I started with first training my first network `LeNet-5` on HPC and got a test error of 96% in 30 Epochs with deafult training parameters. It occupies around 5Mb and has 313k parameters. My goal is to get 10x compression in size following the three methods outlined in the paper. The parameter breakdown is below:
![lenet5](lenet5.jpg)

### Implementing Network Pruning
I wanted to implement every part in Torch. After diving in I realized this might be a hard task. The reason is basically there is no Sparse-Tensor implementation and no space gain is made through making the weigth matrices(connections) sparse. After struggleing a bit, I decided to aim an encoding and decoding method. Because implementing Sparse Tensor's and all the required operations is another project by itself I believe. Layers like SpatialConvolution and Linear is implemented for optimization and source code is not that easy to understand and modify. Therefore I decided to use full weight matrices throughout my experiments and represent connectivity by having non-zero weights.

First I've started with `Pruner` module. Pruner module is initilized with `prune` call. `prune` call gets for a mask-generating function(there are two implementations `maskThreshold` and `maskPercentage`), a table of layer-id's and a table of mask-generating function parameters. Basically prune uses the layer-id's to get the weight tensor of target layer. Since this is a development code there are no type-checks and the provided id should be a valid one(a layer with `.weight` field like nn.SpatialConvolution, nn.Linear). Then a mask is generated by calling the provided function with provided parameters and selected weight Tensor. The result is a binary mask with the same size as the weight-Tensor. The mask is saved into the module object. `prune` repeats this proccess for each layer-id and returns the percantage of retained connections for each layer-id. 

I've played with this and got some initial results by just masking according to the absolute value of the weights and got similar, sometimes better results with around 50% pruning of each layer without retraining. The individual sensitivity of each layer is below.

TODO generate plots.


Then I've implemented retraining.
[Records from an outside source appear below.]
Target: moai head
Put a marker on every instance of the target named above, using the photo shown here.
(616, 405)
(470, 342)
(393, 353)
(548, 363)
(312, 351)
Since I decided not to create new nn.Module's I have implemented a function returning a function to zero the gradWeight. This function is factorized by the `Pruner` and returned. I've added this function to the hooks.onBakward, so that it is called just before weight update. By doing, so I've implemented pruning by using the original Modules. Since I am using fields and functions of Module class, this approach enabled me to prune any module inherits nn.Module and has a weight-tensor.